In this article, written by Shi En, Feng Yin, and Tiao Can, from the dialog algorithm team at Ant Financial, we will look at the evolution of some of the major deep learning models-from the very simplest to the most complex-that we have come to know and use nowadays.

That is, from a simple neural cell to one of the most complex model used today-the Bidirectional Encoder Representations from transformers (BERT) model-this article aims to discuss the ways in which deep learning in the area of natural language processing has evolved and developed as well as discuss the future direction of natural language processing based on the industry trends. We hope that, after reading this document, you will have gained a deeper understanding about deep learning.

But before we get into how neural networks evolved to the complex algorithms and models we see today, let’s first discuss what a neural network actually is.

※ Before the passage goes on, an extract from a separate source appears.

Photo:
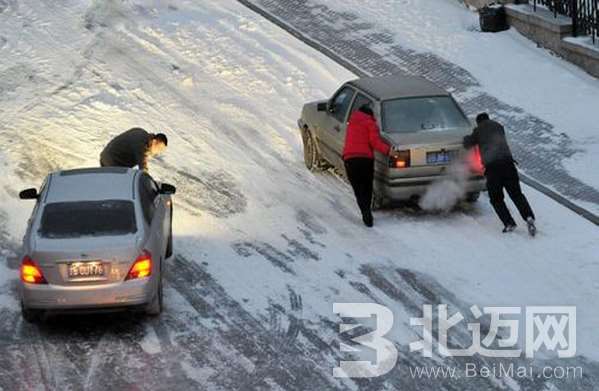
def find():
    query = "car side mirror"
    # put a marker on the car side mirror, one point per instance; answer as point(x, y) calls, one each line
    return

Generally speaking, a neural network structure can be defined as consisting of the input layer, hidden layer, and output layer. The input layer hosts many of the features, whereas the output layer hosts predictions. A neural network is designed to fit a function f, with features meeting a prediction. During training, you can reduce the difference between the prediction and the actual label to modify the network parameters so that the current network can approach the ideal function f.

The Neural Cell

Figure 1. The Neural Cell

Shallow Neural Network (SNN)

Figure 2. A Shallow Neural Network.

Deep Learning Network (Multilayer Perceptron)

Figure 3. A Deep Learning Network

Generally speaking, a sufficiently wide network can fit any function. However, a multilayer perceptron can use fewer parameters to fit the function because neural cells on a multilayer perceptron can obtain more complex feature representations than those obtained by a shallow neural network.

The networks shown in Figure 2 and 3 are called fully connected networks. This is because neural cells at the hidden layers in these networks are related to the outputs of all neural cells at the upper layer. Corresponding to a fully connected network is a network on which neural cells are connected only to the outputs of some neural cells at the upper layer, for example, the convolutional neural network described below.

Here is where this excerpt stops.